You’re sitting on a ground-breaking piece of technology to solve a huge problem. Maybe it’s a non-toxic version of a widely used industrial chemical or a doubly efficient solar cell. You’ve been bent over a bench in your garage, occasionally shoving a sandwich into your body, and created something truly remarkable.

Like all big problems, you’ve untangled some of the granular issues that snarl-up in a rat king of static progress. People working on similar problems will be impressed, but those usually aren’t the people buying, investing, or using your end product.

Because like tends to congregate with like, there’s a strong temptation to load up your pitch with industry jargon because, well, we all like to impress our friends and colleagues, and we all want to feel smart.

Your idea is probably as excellent as you think it is — after all, it’s a product of tireless hours of work from a person in the know. But if you Robinson it all up, bogging down your audience in technical language, it’s destined to become the Betamax of green tech.

 

A Mushrooming Case Study

 

Paul Stamets is a mycologist who works with different strains of mushrooms to do everything from bioremediation of oil-contaminated soil to substitute for leather in clothing and many other industrious jobs suited to mycelia. And while you can find plenty of Stamets’ writing and research in industry journals, you can also find Stamets himself in media vehicles like Joe Rogan’s podcast or commenting on documentaries about mushrooms.

Paul Stamets

Paul Stamets

 

The point isn’t for Stamets to ramble on ad nauseum about one mushroom’s particular genome but to talk to the broadest possible audience about the most general possibilities of the mycology revolution of his dreams. He wears a hat made of mushroom leather. He tells Rogan about cleaning up oil spills with mushrooms until he gets Rogan’s signature varsity jock “Whoa” out of him.

 

 

In a never-ending media deluge, the venture capital guy you’re trying to reach has probably heard broadly about the problem you’re trying to solve.

Find that hook.

 

Your Audience Aren’t Your Peers. Deal With It.

 

Everyone knows, broadly, that industrial-scale farm pesticides are harmful to the soil. Everyone is also broadly aware that we are in a time crunch to reduce carbon emissions. Even CNBC viewers whose gifts are writing checks and stepping on necks know that climate change will cause considerable disruptions in the supply chain.

Understand that while you explain the scientific principles and engineering beauty that went into your cleantech solution, your audience is going to be more focused on crass questions like, “How much will it cost to manufacture?” and “Who’s going to buy it?”
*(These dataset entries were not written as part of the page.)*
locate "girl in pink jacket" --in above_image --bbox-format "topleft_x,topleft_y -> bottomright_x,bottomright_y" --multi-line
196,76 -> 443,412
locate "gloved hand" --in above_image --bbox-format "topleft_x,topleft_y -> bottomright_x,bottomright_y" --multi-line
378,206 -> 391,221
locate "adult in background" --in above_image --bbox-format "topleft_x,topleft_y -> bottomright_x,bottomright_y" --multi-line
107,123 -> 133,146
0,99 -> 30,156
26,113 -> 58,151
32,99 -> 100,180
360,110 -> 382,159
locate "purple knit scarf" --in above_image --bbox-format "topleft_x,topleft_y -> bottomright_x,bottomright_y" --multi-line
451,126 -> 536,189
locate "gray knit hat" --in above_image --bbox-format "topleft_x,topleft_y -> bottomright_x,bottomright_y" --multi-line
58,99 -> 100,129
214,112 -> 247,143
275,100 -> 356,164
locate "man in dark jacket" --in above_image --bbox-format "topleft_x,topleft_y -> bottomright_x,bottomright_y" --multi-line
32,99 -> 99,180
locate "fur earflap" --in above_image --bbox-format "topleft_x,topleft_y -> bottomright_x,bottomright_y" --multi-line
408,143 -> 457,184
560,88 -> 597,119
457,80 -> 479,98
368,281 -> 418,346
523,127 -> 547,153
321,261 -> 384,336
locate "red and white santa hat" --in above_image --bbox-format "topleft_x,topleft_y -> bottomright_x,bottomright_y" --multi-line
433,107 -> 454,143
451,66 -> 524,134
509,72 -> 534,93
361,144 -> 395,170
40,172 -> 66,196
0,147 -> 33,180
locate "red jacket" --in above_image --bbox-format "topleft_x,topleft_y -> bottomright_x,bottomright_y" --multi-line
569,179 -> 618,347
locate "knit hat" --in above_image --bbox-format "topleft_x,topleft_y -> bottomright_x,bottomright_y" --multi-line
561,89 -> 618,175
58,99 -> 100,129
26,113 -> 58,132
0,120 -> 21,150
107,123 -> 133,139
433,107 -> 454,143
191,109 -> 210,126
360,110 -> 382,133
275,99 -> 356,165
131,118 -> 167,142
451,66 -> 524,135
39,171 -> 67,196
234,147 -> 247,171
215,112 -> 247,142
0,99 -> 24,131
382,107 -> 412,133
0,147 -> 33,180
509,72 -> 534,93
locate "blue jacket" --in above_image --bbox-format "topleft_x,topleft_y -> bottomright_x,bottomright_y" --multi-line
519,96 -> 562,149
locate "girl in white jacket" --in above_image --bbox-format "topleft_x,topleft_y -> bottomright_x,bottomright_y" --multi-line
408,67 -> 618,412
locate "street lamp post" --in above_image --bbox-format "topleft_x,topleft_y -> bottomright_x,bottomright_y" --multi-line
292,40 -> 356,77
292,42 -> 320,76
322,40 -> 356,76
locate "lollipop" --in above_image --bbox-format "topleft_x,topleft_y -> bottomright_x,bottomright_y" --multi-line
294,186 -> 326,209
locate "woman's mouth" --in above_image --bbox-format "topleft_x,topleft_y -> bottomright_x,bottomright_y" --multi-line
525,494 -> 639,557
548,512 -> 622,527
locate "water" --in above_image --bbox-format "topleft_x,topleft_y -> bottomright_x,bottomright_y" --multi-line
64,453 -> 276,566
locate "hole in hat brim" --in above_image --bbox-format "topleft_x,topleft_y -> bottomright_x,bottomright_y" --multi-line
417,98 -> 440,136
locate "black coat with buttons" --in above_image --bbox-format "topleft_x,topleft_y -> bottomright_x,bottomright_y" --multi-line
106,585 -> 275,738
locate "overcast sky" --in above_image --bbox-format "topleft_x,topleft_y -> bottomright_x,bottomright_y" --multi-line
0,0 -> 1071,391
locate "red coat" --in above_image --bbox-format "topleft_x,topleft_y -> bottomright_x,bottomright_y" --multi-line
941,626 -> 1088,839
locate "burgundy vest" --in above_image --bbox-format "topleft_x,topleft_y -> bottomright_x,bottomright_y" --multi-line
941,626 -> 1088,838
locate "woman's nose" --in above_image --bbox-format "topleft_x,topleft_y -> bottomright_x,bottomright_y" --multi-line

While these people might not be part of your peer group, they are (for better or for worse) your audience. Are you going to use your allotted ten minutes to suck the life out of them, or are you going to do whatever is necessary to connect with them and bring your creation to market?

 

The Zero Jargon Test

 

Your goal is to explain your project in a way a five-year-old can understand. See how fast you can convey the broad outline of what problem your invention solves and why it matters to them. On your second attempt, cut 10 seconds off that explanation. On your third pass, slice off ten more. Even better, try to draw a stick figure diagram and have a friend guess.

Did you use any jargon? Probably not. Why? Because by the time you cut your pitch down to elevator size, you’ll realize there’s no room for it in a small, moving compartment packed with the essentials you intuitively know your audience must understand to care.

The truth is ‘jargon’ is a derivative of the French word ‘ego,’ and your attempt to make yourself seem like a more qualified expert by using it will only drown out the value of what you’ve created.

Don’t dare your audience to tune out.

 

Cleantech Is The Triumph Of Altruism Over Ego

 

If you’re in cleantech, you’re an altruist at heart. That means you care about other people. So if you want to change their lives for the better, make your pitch more accessible so more people can see themselves in the new world you’re creating.